Multiple sources say that Blinken will underscore the administration’s existing policy toward China modeled on that inherited from the Trump administration. The speech will give an overview of the strategy rather than details on its mechanics, which along with the complete text of the document won’t be made public.

But the speech’s timing comes amid a bilateral furor fueled by President Joe Biden’s assertion on Monday in Tokyo that the U.S. will militarily intervene to defend Taiwan in the event of a Chinese invasion attempt. “The idea that, that [Taiwan] can be taken by force, just taken by force, is just not, is just not appropriate,” Biden told reporters during his two-country Asian visit.

It’s the second time since October that Biden has suggested his administration will no longer observe a policy of “strategic ambiguity” regarding U.S. willingness to defend Taiwan. “China expresses strong dissatisfaction and firm opposition to the remarks by the US side. China will take firm actions to safeguard its sovereignty and security interests,” Chinese Foreign Ministry spokesperson Wang Wenbin said Monday.

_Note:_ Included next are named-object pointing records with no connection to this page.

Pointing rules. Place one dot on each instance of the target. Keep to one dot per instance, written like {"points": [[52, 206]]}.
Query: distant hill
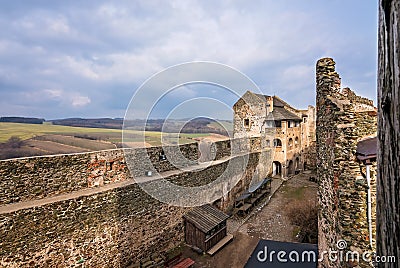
{"points": [[25, 120], [113, 123], [197, 125]]}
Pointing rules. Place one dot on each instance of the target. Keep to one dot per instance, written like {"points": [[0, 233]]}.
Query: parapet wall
{"points": [[29, 178], [109, 228], [343, 119]]}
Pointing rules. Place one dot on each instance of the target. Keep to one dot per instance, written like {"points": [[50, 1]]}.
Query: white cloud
{"points": [[79, 101], [106, 46]]}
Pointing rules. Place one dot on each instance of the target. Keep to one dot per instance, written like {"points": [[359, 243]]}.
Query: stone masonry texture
{"points": [[111, 228], [343, 119]]}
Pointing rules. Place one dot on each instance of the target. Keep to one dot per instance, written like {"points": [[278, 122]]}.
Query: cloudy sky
{"points": [[87, 58]]}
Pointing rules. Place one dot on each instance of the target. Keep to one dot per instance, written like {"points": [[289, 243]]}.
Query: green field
{"points": [[28, 131]]}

Biden’s comments were made during his four-day Asia trip designed to counter China’s growing economic, diplomatic and military influence in the region. That outreach is key to his Indo-Pacific strategy and included the Monday launch of his Indo-Pacific Economic Framework in Tokyo.

Blinken’s speech will provide clarity to government agencies, foreign governments and the ruling Chinese Communist Party that the administration’s China-focused policy and regulatory moves align with a cohesive blueprint and with specific foreign policy objectives.

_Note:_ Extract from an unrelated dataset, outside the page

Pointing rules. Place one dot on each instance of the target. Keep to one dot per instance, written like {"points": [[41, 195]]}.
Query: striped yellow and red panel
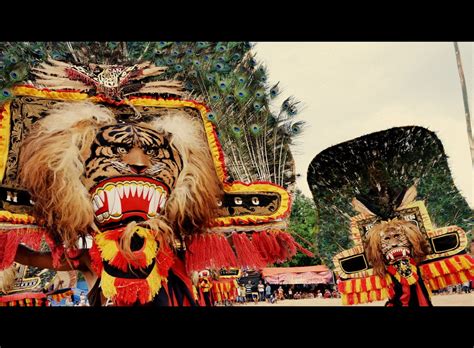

The administration’s challenge is to ensure buy-in for the strategy — which hinges on building and reinforcing alliances and partnerships in Asia and beyond — to counter U.S. perceptions of China’s growing diplomatic, economic and military influence undermining Blinken’s concept of a “rules-based international order.”

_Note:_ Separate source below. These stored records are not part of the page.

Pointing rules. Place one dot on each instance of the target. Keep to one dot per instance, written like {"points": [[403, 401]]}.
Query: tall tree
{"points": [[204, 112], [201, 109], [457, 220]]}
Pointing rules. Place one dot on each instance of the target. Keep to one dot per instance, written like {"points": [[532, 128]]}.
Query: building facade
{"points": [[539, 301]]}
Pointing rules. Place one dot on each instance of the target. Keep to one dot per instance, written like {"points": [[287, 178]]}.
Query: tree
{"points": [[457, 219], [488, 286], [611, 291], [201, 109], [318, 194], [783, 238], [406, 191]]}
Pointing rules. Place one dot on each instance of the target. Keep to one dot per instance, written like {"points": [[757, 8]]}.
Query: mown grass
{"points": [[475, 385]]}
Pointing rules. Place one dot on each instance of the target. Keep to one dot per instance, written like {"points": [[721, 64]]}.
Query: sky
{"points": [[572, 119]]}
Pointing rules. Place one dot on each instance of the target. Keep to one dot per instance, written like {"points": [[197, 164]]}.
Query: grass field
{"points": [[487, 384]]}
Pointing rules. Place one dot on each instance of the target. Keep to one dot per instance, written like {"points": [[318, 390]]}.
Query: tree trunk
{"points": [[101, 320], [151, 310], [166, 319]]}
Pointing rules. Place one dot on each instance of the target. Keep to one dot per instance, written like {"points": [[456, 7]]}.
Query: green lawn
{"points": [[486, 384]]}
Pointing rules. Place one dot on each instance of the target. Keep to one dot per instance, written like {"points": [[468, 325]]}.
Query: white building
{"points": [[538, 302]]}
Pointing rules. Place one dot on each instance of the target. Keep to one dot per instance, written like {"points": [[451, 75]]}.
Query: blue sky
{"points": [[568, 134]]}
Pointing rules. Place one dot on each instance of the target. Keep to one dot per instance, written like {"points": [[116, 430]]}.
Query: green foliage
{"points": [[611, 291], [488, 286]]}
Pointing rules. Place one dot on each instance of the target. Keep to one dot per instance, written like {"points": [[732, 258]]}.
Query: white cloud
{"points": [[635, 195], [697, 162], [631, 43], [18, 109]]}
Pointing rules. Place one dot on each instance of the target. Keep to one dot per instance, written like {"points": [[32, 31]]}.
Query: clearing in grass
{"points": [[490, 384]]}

“I don’t think that you’re going to hear anything in the Tony Blinken speech that hasn’t been said before and I don’t think that the goal is to come out and say something different because we have observed what the administration has done over the last 15 months,” said Bonnie Glaser, Asia program director at the German Marshall Fund of the United States. “I think the main emphasis is how we’re going to do this alongside our partners … and how we’re going to integrate our economic statecraft and technological capabilities with our diplomatic and military-slash-defense toolboxes to advance a set of objectives vis-à-vis China.”